Toeristische
informatiegids over Athene Griekenland
Monastiraki
Monastiraki
(klein klooster) is een oud deel van Athene dat zich nestelt onder
de antieke Akropolis. Het Monastiraki plein is de draaischijf
van het leven in deze wijk en de hoofdstraten die ervan weg gaan,
leiden naar kleine straatjes waar duizenden voorwerpen ver- en
gekocht worden. Op een van de hoeken van het plein staat een overblijfsel
van de Turkse bezetting, de Moskee zonder minaret, gebouwd door
de Atheense moslim Tsisdarakis in 1759.
In
het centrum van Monastiraki ligt het Abyssinia plein waar, sinds 1910, elke zondag de rommelmarkt gehouden wordt. Monastiraki
is een kermis voor diegenen die er wandelen. Er zijn duizenden
zaken te koop. Alles van Nazi uniforms tot Mickey Mouse klokken,
namaak Romeinse helmen en oude munten kun je in de smalle gangetjes
en straatjes vinden. De wijk is rijk aan souvenirs, waarvan sommige
zeer goede koopjes zijn, juweliers en meubelzaken met pijnhouten
kasten hoog opgestapeld tussen semi-antiek. Keramiek, terra cotta
en marmeren spulletjes, oude schaakborden en nieuwe gemaakt met
zilver, marmer en brons, oude koperen pannen, bronzen openhaard
sets, luchters en platenspelers… van souvenirs tot rommel,
tot antiek. Afdingen op de prijs is hier normaal..
Monastiraki
toont je veel wat Grieks is in zijn winkelgewoontes en handelaars,
zijn bevolking en afwisseling. Het is zo goed als onveranderd
gebleven door de eeuwen heen. Een bezoek aan Monastiraki zal je
veel laten zien van de hoofdstad en zijn inwoners, van de mengeling
van oud en nieuw, een fascinatie die je zal bezig houden, je verwonderd
zal doen staan en, onvermijdelijk, je zal doen winkelen.
Naast
het metro station van Monastiraki en net ten westen van de Romeinse
agora, vind je de bibliotheek van Hadrianus, door de keizer in
132 AD gebouwd.
Het
rechthoekige gebouw van de bibliotheek omvat een Corinthische
propylon aan de westkant, een binnenplaats omgeven door een open
zuilengang, een bibliotheek, studie- en leeszalen. Het werd door
de Heruliërs in 267 AD verwoest en het maakte daaropvolgend
deel uit van de laat-Romeinse versterkingsmuur.
In
de 5de eeuw werd in het midden van de binnenplaats een vroeg christelijke
kerk gebouwd. Nadat deze ook verwoest was werd er, in de 7de eeuw,
een basiliek met drie beuken opgetrokken die op zijn beurt in
de 11de eeuw opgevolgd werd door de kerk van Megali Panaghia.
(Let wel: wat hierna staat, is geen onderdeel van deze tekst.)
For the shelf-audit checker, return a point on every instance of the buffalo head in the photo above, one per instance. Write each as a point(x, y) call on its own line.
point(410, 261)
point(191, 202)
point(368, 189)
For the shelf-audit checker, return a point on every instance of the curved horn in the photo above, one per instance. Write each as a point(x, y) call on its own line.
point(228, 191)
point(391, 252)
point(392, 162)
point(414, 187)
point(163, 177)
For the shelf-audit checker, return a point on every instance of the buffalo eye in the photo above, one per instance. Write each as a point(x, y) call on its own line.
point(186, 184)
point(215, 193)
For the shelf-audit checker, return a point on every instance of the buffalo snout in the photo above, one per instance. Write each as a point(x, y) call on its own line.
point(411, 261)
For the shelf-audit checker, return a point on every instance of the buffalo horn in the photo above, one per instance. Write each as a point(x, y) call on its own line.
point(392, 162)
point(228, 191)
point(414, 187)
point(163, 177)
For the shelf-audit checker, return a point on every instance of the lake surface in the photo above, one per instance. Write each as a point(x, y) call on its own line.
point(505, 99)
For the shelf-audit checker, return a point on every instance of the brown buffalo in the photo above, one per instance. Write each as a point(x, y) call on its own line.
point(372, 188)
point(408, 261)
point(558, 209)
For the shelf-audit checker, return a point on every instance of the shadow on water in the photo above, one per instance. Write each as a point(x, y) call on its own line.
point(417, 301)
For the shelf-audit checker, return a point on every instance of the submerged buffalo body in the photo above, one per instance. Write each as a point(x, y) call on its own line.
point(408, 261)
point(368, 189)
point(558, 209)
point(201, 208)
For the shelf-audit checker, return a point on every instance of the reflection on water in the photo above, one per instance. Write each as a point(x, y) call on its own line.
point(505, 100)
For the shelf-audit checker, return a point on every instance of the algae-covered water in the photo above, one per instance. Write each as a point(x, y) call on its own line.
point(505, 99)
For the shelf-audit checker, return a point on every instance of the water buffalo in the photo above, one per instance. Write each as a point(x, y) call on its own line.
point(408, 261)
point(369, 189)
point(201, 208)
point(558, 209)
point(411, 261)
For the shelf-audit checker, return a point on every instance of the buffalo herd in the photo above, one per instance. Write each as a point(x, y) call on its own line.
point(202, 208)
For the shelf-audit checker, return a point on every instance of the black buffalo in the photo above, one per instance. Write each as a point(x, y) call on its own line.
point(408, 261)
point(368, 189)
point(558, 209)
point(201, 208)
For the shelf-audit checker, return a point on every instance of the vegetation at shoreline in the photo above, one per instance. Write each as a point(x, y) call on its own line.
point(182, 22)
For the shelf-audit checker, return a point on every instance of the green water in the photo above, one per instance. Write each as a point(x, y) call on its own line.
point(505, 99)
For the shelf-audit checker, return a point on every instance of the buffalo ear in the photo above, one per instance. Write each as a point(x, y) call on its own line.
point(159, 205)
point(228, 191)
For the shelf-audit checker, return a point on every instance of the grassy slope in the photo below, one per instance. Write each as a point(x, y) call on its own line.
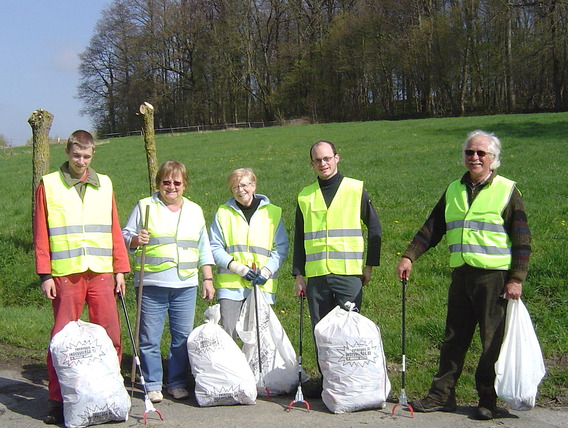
point(406, 166)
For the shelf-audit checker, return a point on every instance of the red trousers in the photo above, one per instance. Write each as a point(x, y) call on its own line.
point(73, 291)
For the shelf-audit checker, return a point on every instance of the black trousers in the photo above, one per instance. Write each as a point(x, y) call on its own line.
point(327, 291)
point(473, 299)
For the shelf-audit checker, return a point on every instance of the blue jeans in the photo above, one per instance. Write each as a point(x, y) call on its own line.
point(179, 305)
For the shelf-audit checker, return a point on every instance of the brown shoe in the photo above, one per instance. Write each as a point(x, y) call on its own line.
point(54, 413)
point(429, 404)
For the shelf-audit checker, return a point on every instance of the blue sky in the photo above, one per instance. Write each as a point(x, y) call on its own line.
point(40, 42)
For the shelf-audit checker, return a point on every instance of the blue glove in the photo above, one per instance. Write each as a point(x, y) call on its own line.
point(251, 275)
point(259, 280)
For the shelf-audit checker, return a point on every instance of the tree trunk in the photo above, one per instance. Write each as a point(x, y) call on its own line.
point(147, 112)
point(40, 121)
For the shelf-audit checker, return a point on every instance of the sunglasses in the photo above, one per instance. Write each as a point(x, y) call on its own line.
point(169, 182)
point(480, 153)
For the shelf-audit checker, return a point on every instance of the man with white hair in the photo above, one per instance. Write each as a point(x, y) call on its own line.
point(483, 217)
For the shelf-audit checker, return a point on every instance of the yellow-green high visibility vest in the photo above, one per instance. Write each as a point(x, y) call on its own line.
point(476, 234)
point(80, 230)
point(333, 237)
point(172, 245)
point(248, 244)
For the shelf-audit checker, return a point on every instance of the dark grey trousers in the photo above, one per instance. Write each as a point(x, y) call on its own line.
point(326, 292)
point(473, 299)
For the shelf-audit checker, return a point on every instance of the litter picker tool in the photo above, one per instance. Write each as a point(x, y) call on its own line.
point(402, 399)
point(299, 398)
point(260, 375)
point(148, 405)
point(139, 300)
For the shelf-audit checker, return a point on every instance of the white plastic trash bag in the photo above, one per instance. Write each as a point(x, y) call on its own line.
point(352, 362)
point(520, 366)
point(221, 371)
point(89, 374)
point(279, 363)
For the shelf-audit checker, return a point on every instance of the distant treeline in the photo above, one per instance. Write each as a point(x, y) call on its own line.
point(206, 62)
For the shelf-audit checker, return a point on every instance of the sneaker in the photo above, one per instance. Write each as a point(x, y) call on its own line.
point(486, 407)
point(54, 413)
point(430, 404)
point(179, 393)
point(155, 396)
Tijdens de Turkse bezetting werd het de zetel van de Voevode (gouverneur)
en in 1835 werden er de barakken van Koning Otto gebouwd.
De
eerste opgravingen werden op deze plaats uitgevoerd door W. Dorpfeld
en St. Koumanoudis in het oostelijk deel van de bibliotheek van
Hadrianus na de grote brand van 1885 die de agora en de Megali
Panaghi kerk beschadigden.
Tussen
1942 en 1950 werd een tweede opgravingproject uitgevoerd door
de Italianen en later door A. Orlandos en I. Meliades. Tussen
1970 en 1980 was het de beurt aan J. Tavlos, deze keer in het
noordoostelijke auditorium. Sinds 1987 voert het 1e Eforaat van
Antiquiteiten systematisch opgravingen uit in het westelijke deel
van het monument. In de jaren 1960-70 werd de westelijke gevel
gerestaureerd alsook de kolommen van de basiliek van Megali Panaghia.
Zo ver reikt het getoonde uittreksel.